M5 to the four – BtoB puts BMW to test


What we have right here, ladies and gentleman, is quite possibly the ultimate sleeper. A sleeper is a car that looks all mainstream and proper, but has the kind of performance that will not only knock your socks off, it’ll rip your toenails out at the same time and you’ll enjoy the experience.

BMW’s new M5 is, by the company’s own admission, ‘a luxurious four-door business sedan with a taste for the track’. And that’s what makes it crazy, mental fun. M5 doesn’t look a lot different to your everyday 5 Series. No flared guards, no tacky wings and spoilers, no ridiculous graphics. Just a set of tasty wheels, a carbon-fibre roof and a smattering of discreet M5 badges.

Under that clean, conservative and sneaky styling lurks a V8 which can be sedate when grandma is riding shotgun, yet can be as subtle as a plane crash when you have a hankering for an automotive adrenaline rush that just keeps on giving.

The twin turbocharged 4.4-litre V8 is carried over from the previous M5, albeit with a bit of a tickle-up that has boosted power and torque to mind-altering 441kW (close to 600hp) and 750Nm respectively.
M5 is only available with an eight-speed automatic, and it’s a conventional auto, not a dual clutch. Want a manual? Tough luck. But don’t sweat the lack of a third pedal; the auto is superb, and paddle shifts make it entertaining.

The extra grunt and the lack of a manual aren’t M5’s headline news. For the first time in history, an M car is all-wheel drive (ignoring the M SUVs of course).

BMW M cars and rear-wheel drive have been synonymous for, like, forever, so having the V8 drive all four wheels is a bold departure.

Purists would expect that new M xDrive all-wheel drive would dumb things down. However, even in 4WD mode when the driver gets all excited the stability system (DSC) will allow the rear end to step out a little before bringing everything back in line.

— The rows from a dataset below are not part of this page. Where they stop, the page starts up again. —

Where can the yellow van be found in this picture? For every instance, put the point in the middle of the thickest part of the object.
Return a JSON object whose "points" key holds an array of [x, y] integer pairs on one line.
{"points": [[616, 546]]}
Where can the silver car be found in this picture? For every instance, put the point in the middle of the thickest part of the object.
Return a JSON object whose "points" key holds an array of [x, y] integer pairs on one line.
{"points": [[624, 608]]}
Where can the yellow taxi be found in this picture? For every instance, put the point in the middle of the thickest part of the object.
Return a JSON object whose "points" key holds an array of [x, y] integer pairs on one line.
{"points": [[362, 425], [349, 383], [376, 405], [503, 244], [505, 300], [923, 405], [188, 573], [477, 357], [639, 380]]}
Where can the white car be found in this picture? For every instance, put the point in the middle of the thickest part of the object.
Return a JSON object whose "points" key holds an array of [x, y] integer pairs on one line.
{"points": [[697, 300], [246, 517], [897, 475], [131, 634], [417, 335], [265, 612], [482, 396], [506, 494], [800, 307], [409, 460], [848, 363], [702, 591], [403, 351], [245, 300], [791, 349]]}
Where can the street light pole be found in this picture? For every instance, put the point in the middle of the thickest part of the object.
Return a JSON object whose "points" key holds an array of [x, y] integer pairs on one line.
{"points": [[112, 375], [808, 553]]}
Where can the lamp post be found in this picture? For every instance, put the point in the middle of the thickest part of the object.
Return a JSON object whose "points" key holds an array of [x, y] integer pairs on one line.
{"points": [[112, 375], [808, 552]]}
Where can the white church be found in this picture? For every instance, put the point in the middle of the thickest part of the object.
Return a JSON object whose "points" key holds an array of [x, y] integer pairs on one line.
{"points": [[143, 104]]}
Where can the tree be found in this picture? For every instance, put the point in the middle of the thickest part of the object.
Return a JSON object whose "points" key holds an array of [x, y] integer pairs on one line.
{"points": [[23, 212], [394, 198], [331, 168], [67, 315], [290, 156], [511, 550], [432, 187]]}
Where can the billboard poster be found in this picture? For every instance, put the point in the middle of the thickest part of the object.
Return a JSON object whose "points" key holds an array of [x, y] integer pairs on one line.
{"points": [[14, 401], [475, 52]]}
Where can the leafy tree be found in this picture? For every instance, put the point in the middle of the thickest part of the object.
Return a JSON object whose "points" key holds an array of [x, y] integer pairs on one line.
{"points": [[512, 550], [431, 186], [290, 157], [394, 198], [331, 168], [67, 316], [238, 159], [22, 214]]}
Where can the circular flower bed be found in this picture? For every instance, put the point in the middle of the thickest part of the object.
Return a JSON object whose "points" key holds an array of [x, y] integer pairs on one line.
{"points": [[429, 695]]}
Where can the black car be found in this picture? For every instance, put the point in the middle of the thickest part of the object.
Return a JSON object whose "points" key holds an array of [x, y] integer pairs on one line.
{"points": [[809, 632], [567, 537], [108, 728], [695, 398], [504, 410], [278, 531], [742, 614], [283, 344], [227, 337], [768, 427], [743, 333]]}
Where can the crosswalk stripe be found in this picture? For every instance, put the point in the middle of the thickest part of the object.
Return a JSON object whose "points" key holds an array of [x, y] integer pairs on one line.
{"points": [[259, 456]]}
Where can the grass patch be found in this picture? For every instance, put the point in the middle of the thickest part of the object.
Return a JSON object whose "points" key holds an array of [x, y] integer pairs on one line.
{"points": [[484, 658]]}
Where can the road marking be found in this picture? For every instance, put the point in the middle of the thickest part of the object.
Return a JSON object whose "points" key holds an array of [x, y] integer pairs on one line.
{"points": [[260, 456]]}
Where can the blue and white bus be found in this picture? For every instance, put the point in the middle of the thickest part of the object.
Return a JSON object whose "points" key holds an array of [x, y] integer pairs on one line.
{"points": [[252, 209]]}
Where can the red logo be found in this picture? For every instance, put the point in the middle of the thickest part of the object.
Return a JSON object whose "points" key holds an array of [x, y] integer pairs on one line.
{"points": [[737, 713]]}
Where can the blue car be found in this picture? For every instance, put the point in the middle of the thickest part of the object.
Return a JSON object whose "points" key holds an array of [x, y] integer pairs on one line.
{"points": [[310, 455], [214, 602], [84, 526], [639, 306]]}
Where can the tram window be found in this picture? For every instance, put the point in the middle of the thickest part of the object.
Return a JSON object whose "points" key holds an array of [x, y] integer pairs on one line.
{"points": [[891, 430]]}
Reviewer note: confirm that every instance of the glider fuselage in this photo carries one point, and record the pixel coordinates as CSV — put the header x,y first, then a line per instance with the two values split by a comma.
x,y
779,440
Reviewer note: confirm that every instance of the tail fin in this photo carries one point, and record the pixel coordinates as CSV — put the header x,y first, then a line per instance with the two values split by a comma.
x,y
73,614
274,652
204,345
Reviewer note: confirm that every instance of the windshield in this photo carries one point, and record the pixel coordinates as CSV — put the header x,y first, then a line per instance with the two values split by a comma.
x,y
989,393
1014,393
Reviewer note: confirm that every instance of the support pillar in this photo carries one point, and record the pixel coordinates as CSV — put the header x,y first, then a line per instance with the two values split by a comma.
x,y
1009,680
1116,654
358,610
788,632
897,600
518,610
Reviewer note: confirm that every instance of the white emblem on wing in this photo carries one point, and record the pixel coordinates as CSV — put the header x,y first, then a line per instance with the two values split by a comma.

Better still, 4WD Sport mode allows even bigger rear-wheel slides, and in the third mode, 2WD, things get a little crazy. Or at least that’s what the PR says. To activate 2WD the driver also has to switch stability control off. BMW NZ expressly forbade EastLife from turning DSC off as it’s for track only, and voids the insurance.

So, we’re not going to tell you that in 2WD with DSC off, the M5 can make like a grin-inducing, tyre smoking drift car, because rules are rules, right?


What we can tell you is that with three xDrive modes, three modes for the variable suspension damping and electronic steering, and three modes for the engine characteristics, things can get a tad complicated.
Good news is that there’s a simple solution to this mass of modes. Find the combinations which suit driving to work in rush hour, and for scaring your passengers stupid during a Sunday morning blast on the backroads, then save, and turn them on and off, with one push of bright red M1 and M2 buttons on the steering wheel.

Despite the added heft of the all-wheel drive system, new M5 is slightly lighter than the previous incarnation. And at $199,900, it’s also cheaper.

It’s impossible to single out specific highlights because M5 excels in every way. The ride is firm but not uncomfortable, which is why EastLife was happy to leave it in Comfort mode 90% of the time.

Grip is immense, and with so much torque on tap this thing rockets out of corners like you wouldn’t believe. BMW claims a zero to 100km/h time of a mere 3.3 seconds, however, overseas testers have recorded 2.8 seconds!

That’s exotic supercar quick, as in insanely quick, and it’s a four-door luxury sedan with an ultra-plush leather interior, and almost every comfort, safety and convenience feature known to mankind.

What makes this M5 so special is that it isn’t all about technology. Instead, BMW has gone back to its roots, putting the emphasis on having a seriously good time without even slightly compromising everyday driveability.